Sunday, 8 April 2012

x86 code generation quality

People often claim that it is difficult to improve upon the code generated by a modern compiler using hand-written assembler. This blog post takes a look at the code generated by GCC for a simple function and finds that it implements impressive high-level optimizations but the generated code leaves a lot of room for improvement.

Consider the recursive integer Fibonacci function that may be defined in C like this:

int fib(int n) { return (n<2 ? n : fib(n-1)+fib(n-2)); }

Writing this function in assembler by hand we obtain the following 12 instructions:

fib:
 cmp eax, 2
 jl fin
 push eax
 add eax, -1
 call fib
 push eax
 mov eax, [esp+4]
 add eax, -2
 call fib
 add eax, [esp]
 add esp, 8
fin:
 ret

Benchmarking this solution we find that it takes 3.25s to compute fib(40).

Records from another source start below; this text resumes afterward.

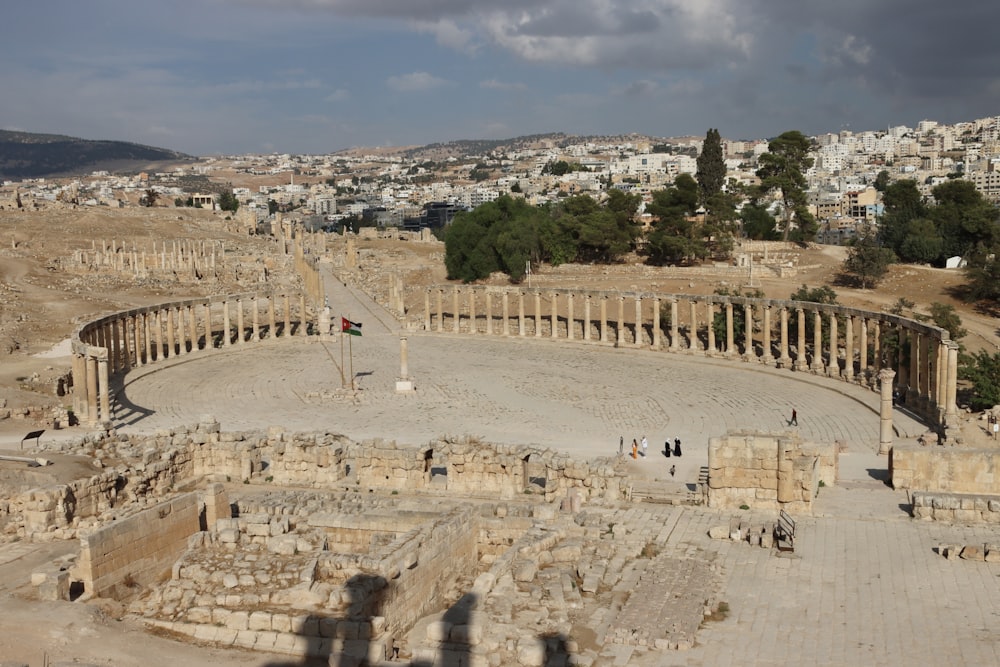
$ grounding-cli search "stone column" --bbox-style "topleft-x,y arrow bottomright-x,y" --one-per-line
601,294 -> 608,343
468,287 -> 479,334
250,302 -> 260,343
743,301 -> 757,361
485,290 -> 493,336
705,301 -> 717,356
435,289 -> 444,333
632,294 -> 642,347
795,306 -> 809,371
906,329 -> 921,408
132,313 -> 145,367
844,315 -> 854,382
653,296 -> 663,350
85,353 -> 101,426
202,299 -> 215,350
826,313 -> 840,378
566,292 -> 575,340
142,310 -> 153,364
154,310 -> 164,361
73,352 -> 87,423
726,299 -> 736,357
298,292 -> 306,339
282,294 -> 292,337
177,306 -> 187,354
164,306 -> 177,359
222,297 -> 233,347
549,292 -> 559,340
616,294 -> 625,347
761,304 -> 774,365
944,341 -> 958,424
878,369 -> 896,454
500,290 -> 510,336
895,323 -> 910,396
812,308 -> 826,373
535,289 -> 542,338
778,306 -> 792,368
517,290 -> 525,338
672,297 -> 681,352
688,299 -> 698,352
187,305 -> 198,352
858,317 -> 868,383
97,357 -> 111,422
872,319 -> 882,373
108,317 -> 122,373
424,289 -> 431,331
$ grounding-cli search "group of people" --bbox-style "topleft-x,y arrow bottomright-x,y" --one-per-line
618,435 -> 681,462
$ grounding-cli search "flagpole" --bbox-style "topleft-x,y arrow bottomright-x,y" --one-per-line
347,320 -> 354,391
340,317 -> 347,389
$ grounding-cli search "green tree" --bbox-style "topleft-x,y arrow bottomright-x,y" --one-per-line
843,230 -> 896,289
757,130 -> 816,241
958,350 -> 1000,410
740,204 -> 781,241
219,191 -> 240,213
930,180 -> 1000,261
695,128 -> 726,206
930,301 -> 969,343
965,245 -> 1000,309
879,179 -> 924,257
874,169 -> 889,192
645,174 -> 708,264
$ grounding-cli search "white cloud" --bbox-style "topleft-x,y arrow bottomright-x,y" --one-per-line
386,72 -> 448,93
479,79 -> 528,92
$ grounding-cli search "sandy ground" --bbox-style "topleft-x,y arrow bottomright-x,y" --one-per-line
0,209 -> 1000,667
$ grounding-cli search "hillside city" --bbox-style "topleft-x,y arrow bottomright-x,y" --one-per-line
0,116 -> 1000,249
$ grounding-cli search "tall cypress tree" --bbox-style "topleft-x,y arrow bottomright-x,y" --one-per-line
695,128 -> 726,204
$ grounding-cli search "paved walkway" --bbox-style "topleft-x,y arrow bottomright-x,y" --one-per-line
116,264 -> 923,494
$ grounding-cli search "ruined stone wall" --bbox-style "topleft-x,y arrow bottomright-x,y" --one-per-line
79,493 -> 200,597
379,508 -> 479,635
889,445 -> 1000,494
708,431 -> 836,512
912,491 -> 1000,524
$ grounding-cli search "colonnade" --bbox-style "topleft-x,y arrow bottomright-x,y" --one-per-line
72,293 -> 313,425
423,285 -> 958,424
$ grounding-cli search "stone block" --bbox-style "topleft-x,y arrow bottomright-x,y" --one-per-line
959,544 -> 986,561
248,611 -> 271,630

With the -O2 option we find that GCC produces the following 25 assembler instructions:

_fib:
 push edi
 push esi
 push ebx
 sub esp, 16
 mov edi, DWORD [esp+32]
 cmp edi, 1
 jbe L4
 mov ebx, edi
 xor esi, esi
L3:
 lea eax, [ebx-1]
 mov DWORD [esp], eax
 call _fib
 sub ebx, 2
 add esi, eax
 cmp ebx, 1
 ja L3
 and edi, 1
L2:
 lea eax, [esi+edi]
 add esp, 16
 pop ebx
 pop esi
 pop edi
 ret
L4:
 xor esi, esi
 jmp L2

Benchmarking we find that the performance of this solution is indistinguishable from our assembler. So the compiler generated over twice as much code for no performance improvement. Moreover, our assembler solution was comprehensible whereas the output from the compiler includes a wider vocabulary of instructions (and, xor and lea) as well as a dramatic rearrangement. Specifically, the code generated by the compiler contains only a single recursive call rather than two recursive calls.

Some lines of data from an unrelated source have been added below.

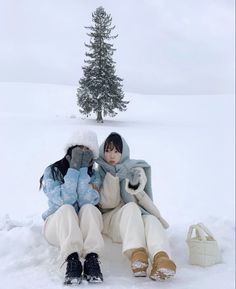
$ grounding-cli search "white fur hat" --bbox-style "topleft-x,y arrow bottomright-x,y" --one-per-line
65,130 -> 99,159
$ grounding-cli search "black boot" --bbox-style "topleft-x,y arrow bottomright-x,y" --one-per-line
64,253 -> 82,285
84,253 -> 103,283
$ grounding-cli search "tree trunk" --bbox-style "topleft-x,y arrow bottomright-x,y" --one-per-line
97,110 -> 103,123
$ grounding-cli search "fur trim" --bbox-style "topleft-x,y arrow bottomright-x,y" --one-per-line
65,130 -> 99,159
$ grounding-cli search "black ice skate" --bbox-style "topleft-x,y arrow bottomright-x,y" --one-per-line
64,253 -> 82,285
84,253 -> 103,283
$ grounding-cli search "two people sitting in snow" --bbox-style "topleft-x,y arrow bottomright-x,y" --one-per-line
40,131 -> 176,285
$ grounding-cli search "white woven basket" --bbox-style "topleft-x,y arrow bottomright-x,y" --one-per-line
186,223 -> 222,267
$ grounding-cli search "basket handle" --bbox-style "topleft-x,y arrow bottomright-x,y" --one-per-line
197,223 -> 215,240
187,224 -> 206,241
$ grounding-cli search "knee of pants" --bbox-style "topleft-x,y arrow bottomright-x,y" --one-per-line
57,204 -> 76,214
79,204 -> 101,215
123,202 -> 141,215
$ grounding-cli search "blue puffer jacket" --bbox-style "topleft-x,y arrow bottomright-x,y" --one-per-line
42,166 -> 101,220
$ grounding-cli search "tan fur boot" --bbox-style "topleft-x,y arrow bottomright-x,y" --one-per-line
131,248 -> 148,277
149,251 -> 176,280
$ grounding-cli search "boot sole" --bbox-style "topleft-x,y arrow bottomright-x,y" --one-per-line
83,275 -> 103,283
149,268 -> 175,281
63,277 -> 82,286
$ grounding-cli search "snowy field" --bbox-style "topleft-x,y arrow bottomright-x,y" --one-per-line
0,83 -> 235,289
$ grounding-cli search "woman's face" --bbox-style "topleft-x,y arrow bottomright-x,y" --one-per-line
105,147 -> 121,166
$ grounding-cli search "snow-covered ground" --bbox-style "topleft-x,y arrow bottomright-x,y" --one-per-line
0,83 -> 235,289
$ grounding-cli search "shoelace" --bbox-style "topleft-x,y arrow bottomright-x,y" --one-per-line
86,256 -> 101,274
66,259 -> 80,274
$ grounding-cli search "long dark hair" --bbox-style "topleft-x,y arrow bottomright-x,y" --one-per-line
39,145 -> 93,190
104,132 -> 123,154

The transformation made by the compiler cleverly turned one of the two recursive calls into a loop. Disassembling the generated code by hand we can reconstruct the following algorithmically-similar C program:

int loop(int a, int n) { return (n<=1 ? a+n : loop(a+fib(n-1), n-2)); }
int fib(int n) { return loop(0, n); }

Compiling this to assembler by hand we obtain the following 15-instruction program:

fib3:
 push ebx
 push ecx
 mov ebx, 0
 mov ecx, eax
 jmp loop2

loop1:
 lea eax, [ecx-1]
 call fib
 add ebx, eax
 sub ecx, 2
loop2:
 cmp ecx, 1
 jg loop1

 lea eax, [ebx+ecx]
 pop ecx
 pop ebx
 ret

Note that we have made one non-trivial rearrangement to create this assembler. Specifically, the loop containing a branch has been rotated so that the branch is the loop and, therefore, the entry point to the loop is now in the middle of the code. This removes one of the two branches from a naive translation.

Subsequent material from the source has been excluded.